Now that the bolts are cleaned up, has anyone clear coated the bolts to protect them? If so, does that ruin the polish look on the bolts? And will using something between the socket and the bolt head protect the clear coat from stripping when torquing the nuts?


----------



## syntax (Oct 26, 2010)

I powdercoated my RS bolts candy purple. I used saran wrap to protect them and nothing went wrong - not a single imperfection. I would imagine using a clear powdercoat would have a similar effect - but if you're going that far you might as well use a candy. These are RS bolts in an RC090 barrel:










I am currently polishing a set of titanium OZ bolts I'm thinking I might give a similar treatment. undecided as of yet.


----------



## Lil' Gabe (Sep 19, 2011)

syntax said:


> I powdercoated my RS bolts candy purple. I used saran wrap to protect them and nothing went wrong - not a single imperfection. I would imagine using a clear powdercoat would have a similar effect - but if you're going that far you might as well use a candy. These are RS bolts in an RC090 barrel:
> 
> 
> 
> I am currently polishing a set of titanium OZ bolts I'm thinking I might give a similar treatment. undecided as of yet.

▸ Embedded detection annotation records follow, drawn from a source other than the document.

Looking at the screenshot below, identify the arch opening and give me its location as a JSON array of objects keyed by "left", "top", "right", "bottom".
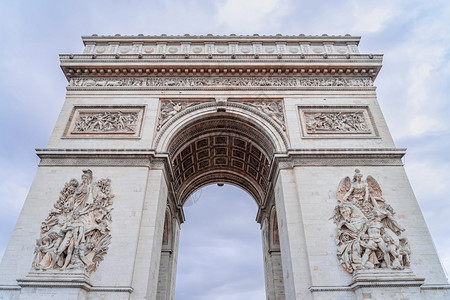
[
  {"left": 168, "top": 112, "right": 276, "bottom": 205},
  {"left": 175, "top": 184, "right": 266, "bottom": 299}
]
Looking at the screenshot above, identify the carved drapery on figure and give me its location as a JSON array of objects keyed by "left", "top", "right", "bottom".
[
  {"left": 248, "top": 101, "right": 286, "bottom": 130},
  {"left": 32, "top": 170, "right": 114, "bottom": 273},
  {"left": 156, "top": 101, "right": 198, "bottom": 131},
  {"left": 332, "top": 170, "right": 411, "bottom": 273},
  {"left": 72, "top": 111, "right": 139, "bottom": 133}
]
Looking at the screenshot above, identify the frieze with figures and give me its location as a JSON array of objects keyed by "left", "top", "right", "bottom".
[
  {"left": 69, "top": 76, "right": 373, "bottom": 88},
  {"left": 332, "top": 169, "right": 411, "bottom": 273},
  {"left": 32, "top": 170, "right": 114, "bottom": 274}
]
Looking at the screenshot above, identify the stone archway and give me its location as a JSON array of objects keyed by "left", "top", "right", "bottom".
[
  {"left": 157, "top": 103, "right": 286, "bottom": 299},
  {"left": 0, "top": 35, "right": 449, "bottom": 300}
]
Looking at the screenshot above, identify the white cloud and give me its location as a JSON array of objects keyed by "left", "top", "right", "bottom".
[
  {"left": 350, "top": 1, "right": 398, "bottom": 33},
  {"left": 216, "top": 0, "right": 289, "bottom": 34}
]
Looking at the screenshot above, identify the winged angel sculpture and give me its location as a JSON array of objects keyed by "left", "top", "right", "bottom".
[
  {"left": 332, "top": 169, "right": 411, "bottom": 273},
  {"left": 32, "top": 170, "right": 114, "bottom": 273}
]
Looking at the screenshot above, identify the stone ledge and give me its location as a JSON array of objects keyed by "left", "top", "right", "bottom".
[
  {"left": 420, "top": 284, "right": 450, "bottom": 290},
  {"left": 309, "top": 270, "right": 426, "bottom": 292},
  {"left": 16, "top": 271, "right": 133, "bottom": 293}
]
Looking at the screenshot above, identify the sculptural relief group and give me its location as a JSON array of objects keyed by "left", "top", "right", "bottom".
[
  {"left": 332, "top": 170, "right": 411, "bottom": 273},
  {"left": 32, "top": 170, "right": 114, "bottom": 273}
]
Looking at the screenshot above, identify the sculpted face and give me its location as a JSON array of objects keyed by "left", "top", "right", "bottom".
[{"left": 340, "top": 206, "right": 352, "bottom": 221}]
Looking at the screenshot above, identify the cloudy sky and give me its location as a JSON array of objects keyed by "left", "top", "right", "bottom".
[{"left": 0, "top": 0, "right": 450, "bottom": 299}]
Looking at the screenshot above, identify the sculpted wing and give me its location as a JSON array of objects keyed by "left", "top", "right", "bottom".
[
  {"left": 337, "top": 176, "right": 352, "bottom": 203},
  {"left": 367, "top": 175, "right": 383, "bottom": 200}
]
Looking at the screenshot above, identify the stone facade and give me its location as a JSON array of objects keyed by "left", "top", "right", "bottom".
[{"left": 0, "top": 35, "right": 450, "bottom": 299}]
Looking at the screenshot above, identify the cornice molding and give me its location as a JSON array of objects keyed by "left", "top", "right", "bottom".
[{"left": 82, "top": 34, "right": 361, "bottom": 44}]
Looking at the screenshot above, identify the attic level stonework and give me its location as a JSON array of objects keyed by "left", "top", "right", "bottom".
[{"left": 0, "top": 35, "right": 450, "bottom": 300}]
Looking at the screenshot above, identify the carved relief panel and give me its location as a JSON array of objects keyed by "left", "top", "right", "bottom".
[
  {"left": 32, "top": 170, "right": 114, "bottom": 273},
  {"left": 64, "top": 106, "right": 145, "bottom": 138},
  {"left": 299, "top": 106, "right": 378, "bottom": 138},
  {"left": 332, "top": 169, "right": 411, "bottom": 273}
]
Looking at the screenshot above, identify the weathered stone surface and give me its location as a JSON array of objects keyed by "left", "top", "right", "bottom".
[{"left": 0, "top": 36, "right": 449, "bottom": 299}]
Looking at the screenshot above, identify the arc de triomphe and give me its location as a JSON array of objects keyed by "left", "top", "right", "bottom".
[{"left": 0, "top": 35, "right": 450, "bottom": 299}]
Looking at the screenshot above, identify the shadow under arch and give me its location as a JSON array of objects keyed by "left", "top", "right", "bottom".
[{"left": 154, "top": 102, "right": 288, "bottom": 206}]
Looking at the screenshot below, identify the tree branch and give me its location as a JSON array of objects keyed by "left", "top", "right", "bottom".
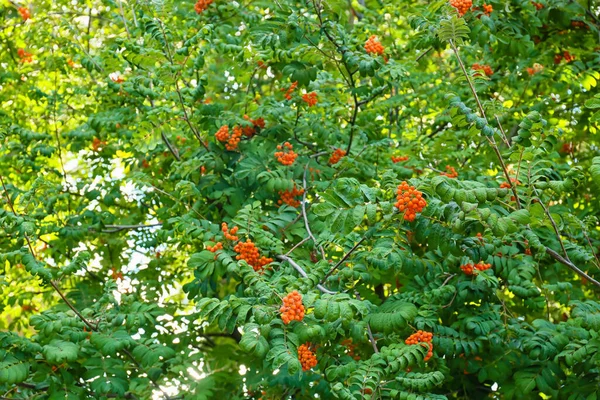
[{"left": 276, "top": 255, "right": 335, "bottom": 294}]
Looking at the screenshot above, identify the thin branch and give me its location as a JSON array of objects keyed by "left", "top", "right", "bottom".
[
  {"left": 415, "top": 47, "right": 433, "bottom": 62},
  {"left": 276, "top": 255, "right": 335, "bottom": 294},
  {"left": 546, "top": 247, "right": 600, "bottom": 287},
  {"left": 449, "top": 40, "right": 521, "bottom": 210},
  {"left": 354, "top": 292, "right": 379, "bottom": 353},
  {"left": 117, "top": 0, "right": 131, "bottom": 39},
  {"left": 320, "top": 237, "right": 366, "bottom": 283},
  {"left": 285, "top": 237, "right": 310, "bottom": 256},
  {"left": 302, "top": 163, "right": 325, "bottom": 260}
]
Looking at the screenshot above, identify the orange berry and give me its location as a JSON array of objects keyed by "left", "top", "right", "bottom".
[
  {"left": 395, "top": 181, "right": 427, "bottom": 222},
  {"left": 275, "top": 142, "right": 298, "bottom": 165},
  {"left": 17, "top": 7, "right": 31, "bottom": 21},
  {"left": 329, "top": 149, "right": 346, "bottom": 165},
  {"left": 365, "top": 35, "right": 385, "bottom": 56},
  {"left": 194, "top": 0, "right": 213, "bottom": 14},
  {"left": 302, "top": 92, "right": 317, "bottom": 107}
]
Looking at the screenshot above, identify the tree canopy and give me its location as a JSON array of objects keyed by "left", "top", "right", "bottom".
[{"left": 0, "top": 0, "right": 600, "bottom": 400}]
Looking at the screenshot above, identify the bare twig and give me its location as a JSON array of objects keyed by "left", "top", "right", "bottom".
[
  {"left": 302, "top": 163, "right": 325, "bottom": 260},
  {"left": 277, "top": 255, "right": 335, "bottom": 294},
  {"left": 546, "top": 247, "right": 600, "bottom": 287},
  {"left": 354, "top": 292, "right": 379, "bottom": 353},
  {"left": 449, "top": 40, "right": 521, "bottom": 210},
  {"left": 321, "top": 237, "right": 366, "bottom": 283}
]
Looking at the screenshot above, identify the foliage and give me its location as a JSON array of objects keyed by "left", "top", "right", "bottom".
[{"left": 0, "top": 0, "right": 600, "bottom": 400}]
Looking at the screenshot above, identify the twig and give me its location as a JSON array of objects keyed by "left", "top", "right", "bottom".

Those look real nice. Powder coating them didn't effect the socket fitting on the head did it? The RS' had clear coat on the bolts when I got them and just as much as putting the socket on the nut ruined the clear coat. :what: I'm either going to get them nickel plated or buy new ones.


----------



## syntax (Oct 26, 2010)

Lil' Gabe said:


> Those look real nice. Powder coating them didn't effect the socket fitting on the head did it? The RS' had clear coat on the bolts when I got them and just as much as putting the socket on the nut ruined the clear coat. :what: I'm either going to get them nickel plated or buy new ones.


nope. to be honest, the socket fit better! the 12pt 10mm was a hair loose and the powder made it perfect! whatever you do, hope it works out.
:thumbup:
post pics when built!


----------



## Lil' Gabe (Sep 19, 2011)

syntax said:


> nope. to be honest, the socket fit better! the 12pt 10mm was a hair loose and the powder made it perfect! whatever you do, hope it works out.
> :thumbup:
> post pics when built!


Excellent. I'm trying to sell these bolts, because in all honesty, I wanted gold because of the color combo of the wheels, so if I can sell them, I will, if I can't I'll get them nickle plated. I got a quote from one place to get them anodized gold and they wanted $3/bolt. :screwy: :what: 

I'll be sure to keep updated pics. Finished sanding the third lip tonight, still have to do the fourth then they can all be polished. The center are currently at the powder coater, and the barrel is in Arizona getting dimensions taken and two new front barrels made in 17x7 instead of 17x8.


----------